19.證と華奈恋③

 会場で招待客へ挨拶に回っていた證は榎木の耳打ちに首を傾げる。

「駄々を捏ねている?」

「はい」


「今日の華奈恋はどうしたのだ……」

「いつもの弱気で低姿勢な華奈恋様は、この緊張を前に、緊張が極限に達して、強気でわがままなお姫様になったようですね〜」

 冗談のようにいう榎木の言葉だが、確かにその通りだった。


「帰るなら、せめてダンスが終わってからだな」

「踊りたくない、帰りたいと申されておりますが……」


「体調がよくないのか?」

「そうですね、顔色は幾分良くなったようですが、呼吸は浅いかもしれません。
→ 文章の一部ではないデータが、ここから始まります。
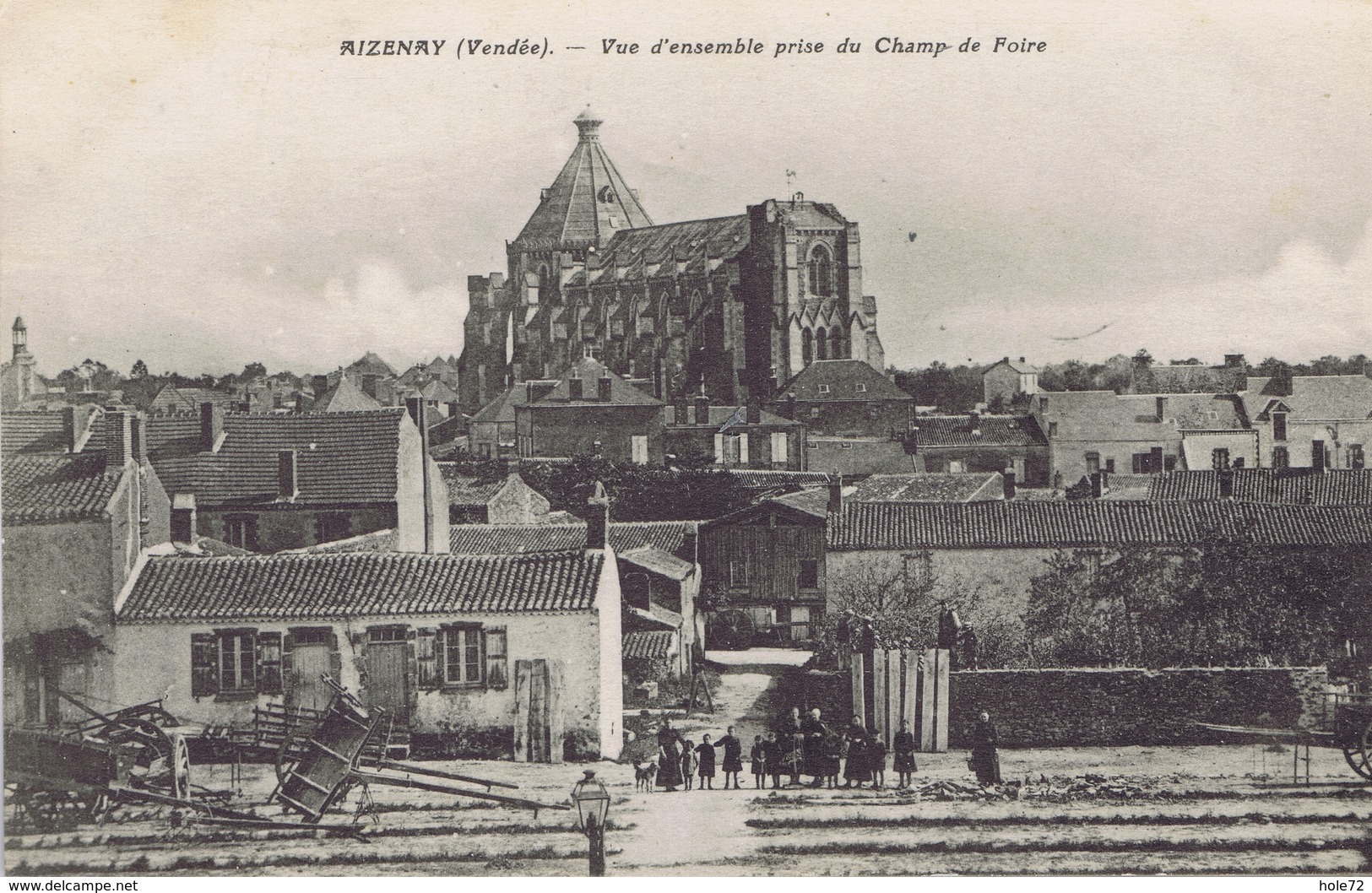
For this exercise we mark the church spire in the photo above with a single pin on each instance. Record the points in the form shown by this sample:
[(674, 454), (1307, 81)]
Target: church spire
[(588, 203)]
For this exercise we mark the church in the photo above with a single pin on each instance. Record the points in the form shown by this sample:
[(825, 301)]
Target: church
[(731, 305)]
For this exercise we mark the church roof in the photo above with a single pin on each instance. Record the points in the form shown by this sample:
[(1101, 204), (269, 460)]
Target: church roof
[(588, 203)]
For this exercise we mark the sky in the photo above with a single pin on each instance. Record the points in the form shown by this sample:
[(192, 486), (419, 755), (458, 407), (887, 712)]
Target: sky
[(208, 184)]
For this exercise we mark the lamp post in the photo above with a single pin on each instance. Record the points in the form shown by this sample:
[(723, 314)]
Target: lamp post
[(592, 807)]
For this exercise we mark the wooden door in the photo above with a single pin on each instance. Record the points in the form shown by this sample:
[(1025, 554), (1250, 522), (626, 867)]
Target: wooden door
[(305, 689), (388, 673)]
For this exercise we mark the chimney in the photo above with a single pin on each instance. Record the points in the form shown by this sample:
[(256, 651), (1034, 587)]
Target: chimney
[(287, 482), (1227, 484), (118, 439), (212, 427), (138, 430), (76, 421), (182, 517), (597, 517)]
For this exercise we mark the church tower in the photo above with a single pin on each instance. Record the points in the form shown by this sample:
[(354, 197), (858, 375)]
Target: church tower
[(18, 376)]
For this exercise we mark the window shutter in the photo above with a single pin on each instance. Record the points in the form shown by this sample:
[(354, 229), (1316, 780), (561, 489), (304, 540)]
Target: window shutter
[(204, 664), (269, 663), (427, 647), (289, 668), (335, 658), (497, 660)]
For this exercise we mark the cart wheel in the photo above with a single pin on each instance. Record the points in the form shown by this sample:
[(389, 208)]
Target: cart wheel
[(1358, 752)]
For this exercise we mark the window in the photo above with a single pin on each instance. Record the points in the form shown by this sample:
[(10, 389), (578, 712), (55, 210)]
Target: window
[(821, 272), (237, 660), (333, 527), (781, 447), (463, 656), (241, 530), (737, 572)]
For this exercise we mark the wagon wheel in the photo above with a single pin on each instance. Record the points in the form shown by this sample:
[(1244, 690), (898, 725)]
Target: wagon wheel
[(1358, 752)]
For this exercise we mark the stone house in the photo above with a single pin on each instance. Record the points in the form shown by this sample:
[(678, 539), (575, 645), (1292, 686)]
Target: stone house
[(593, 412), (1312, 423), (81, 501), (504, 501), (272, 482), (1006, 380), (446, 644), (981, 443), (995, 549), (735, 436)]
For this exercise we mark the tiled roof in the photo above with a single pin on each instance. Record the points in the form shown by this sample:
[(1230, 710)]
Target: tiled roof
[(500, 539), (841, 377), (590, 371), (43, 489), (1290, 486), (717, 237), (320, 586), (340, 457), (929, 487), (32, 432), (957, 431), (648, 645), (1093, 523), (658, 561), (766, 480)]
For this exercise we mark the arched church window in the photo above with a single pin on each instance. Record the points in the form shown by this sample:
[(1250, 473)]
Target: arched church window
[(821, 272)]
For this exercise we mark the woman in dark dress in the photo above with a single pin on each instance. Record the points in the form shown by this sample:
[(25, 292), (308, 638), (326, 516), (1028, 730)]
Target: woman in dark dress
[(733, 756), (856, 770), (904, 765), (669, 756), (706, 754), (985, 761)]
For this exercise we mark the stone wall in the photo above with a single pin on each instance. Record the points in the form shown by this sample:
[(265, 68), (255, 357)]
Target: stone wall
[(1132, 706)]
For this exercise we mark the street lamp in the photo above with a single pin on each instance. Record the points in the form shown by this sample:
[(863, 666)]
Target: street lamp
[(592, 807)]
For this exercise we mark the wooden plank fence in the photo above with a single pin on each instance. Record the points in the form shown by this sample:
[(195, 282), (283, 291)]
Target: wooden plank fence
[(903, 685)]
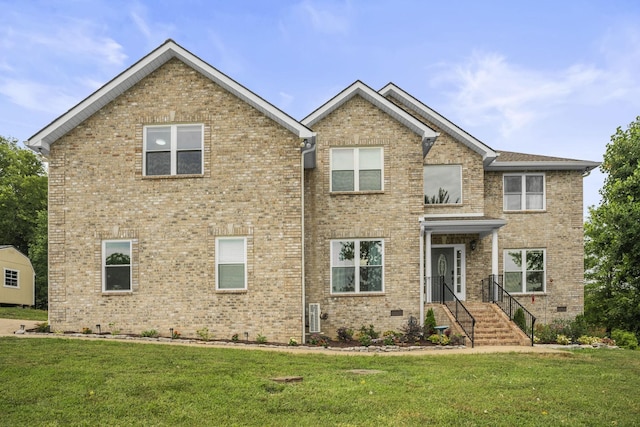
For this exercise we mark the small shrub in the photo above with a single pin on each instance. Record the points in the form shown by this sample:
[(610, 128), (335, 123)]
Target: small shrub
[(587, 340), (317, 339), (345, 334), (457, 339), (412, 330), (434, 338), (364, 339), (204, 334), (369, 330), (625, 339), (43, 327), (114, 330), (430, 323)]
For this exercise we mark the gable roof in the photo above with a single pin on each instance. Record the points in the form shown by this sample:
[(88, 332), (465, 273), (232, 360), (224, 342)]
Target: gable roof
[(42, 140), (358, 88), (509, 160), (412, 103)]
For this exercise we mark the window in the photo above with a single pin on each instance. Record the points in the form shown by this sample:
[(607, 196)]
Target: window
[(442, 184), (11, 278), (116, 265), (532, 198), (356, 266), (173, 150), (524, 270), (356, 169), (231, 263)]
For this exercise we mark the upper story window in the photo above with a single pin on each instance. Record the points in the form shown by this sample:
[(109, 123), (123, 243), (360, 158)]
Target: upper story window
[(357, 266), (356, 169), (173, 150), (231, 263), (524, 192), (116, 266), (524, 270), (442, 184), (11, 278)]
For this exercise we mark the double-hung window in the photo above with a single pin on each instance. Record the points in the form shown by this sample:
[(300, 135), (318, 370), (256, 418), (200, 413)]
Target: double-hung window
[(524, 192), (116, 266), (357, 266), (173, 150), (442, 184), (356, 169), (11, 278), (231, 263), (524, 270)]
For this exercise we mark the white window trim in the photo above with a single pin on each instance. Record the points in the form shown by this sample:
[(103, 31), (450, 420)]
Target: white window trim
[(523, 290), (173, 146), (356, 169), (461, 186), (244, 240), (356, 266), (17, 272), (523, 196), (104, 266)]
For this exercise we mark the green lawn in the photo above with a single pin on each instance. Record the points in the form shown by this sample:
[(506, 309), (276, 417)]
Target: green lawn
[(58, 381), (23, 313)]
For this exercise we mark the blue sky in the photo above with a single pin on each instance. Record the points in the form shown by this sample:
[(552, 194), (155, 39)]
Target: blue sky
[(543, 77)]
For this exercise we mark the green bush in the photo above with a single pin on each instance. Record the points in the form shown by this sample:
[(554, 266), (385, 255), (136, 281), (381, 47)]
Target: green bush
[(625, 339), (429, 323), (345, 334)]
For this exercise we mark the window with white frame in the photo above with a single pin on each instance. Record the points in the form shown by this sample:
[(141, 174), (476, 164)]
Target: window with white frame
[(524, 192), (442, 184), (11, 278), (356, 169), (524, 270), (173, 150), (231, 263), (116, 266), (357, 266)]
医師を呼ぼうかと思いましたが、拒否されました」


「わかった。ダンスまでまだある。少し休ませておいてくれ」

「かしこまりました」と榎木が下がる。


 そこへ恰幅の良い老人が寄って来た。

「やあ證くん」

「これは石井紡績の石井様」


「やあ美しい嫁さんをもらったようで羨ましいよ。万里小路のお姫様だったかな?」

「よくご存知で」


「さすが元公家。所作が優雅で気品もあり、洗練されている。いやいや、実に羨ましい」

「ありがとうございます」


「おや、そのお姫様は?」

「大きな会場に緊張したようで奥で休んでおります」


「ほっほっ、繊細なお姫様ということか? まあこればかりは慣れるしかなかろう」

 ほっほっ、と笑う石井翁は会話は終わりだとばかりに證の前から去っていく。


 その石井翁の背中を見ながら石井翁の言葉を反芻する。

『所作が優雅で気品もあり、洗練されている』


 ――誰のことだ?


 こう言っては悪いが、證の知っている華奈恋には、優雅さも、気品もなければ、洗練されてもない。

 華奈恋は野原で伸び伸びと育った花という形容が合うだろう。しかし今いるのは、温室で丁寧に育てられた花だ。


 ドレス一枚の違いでここまで大きくかわるものだろうか。

 隣に立っていた華奈恋は、本当に華奈恋だろうかと疑問が募るばかりだった。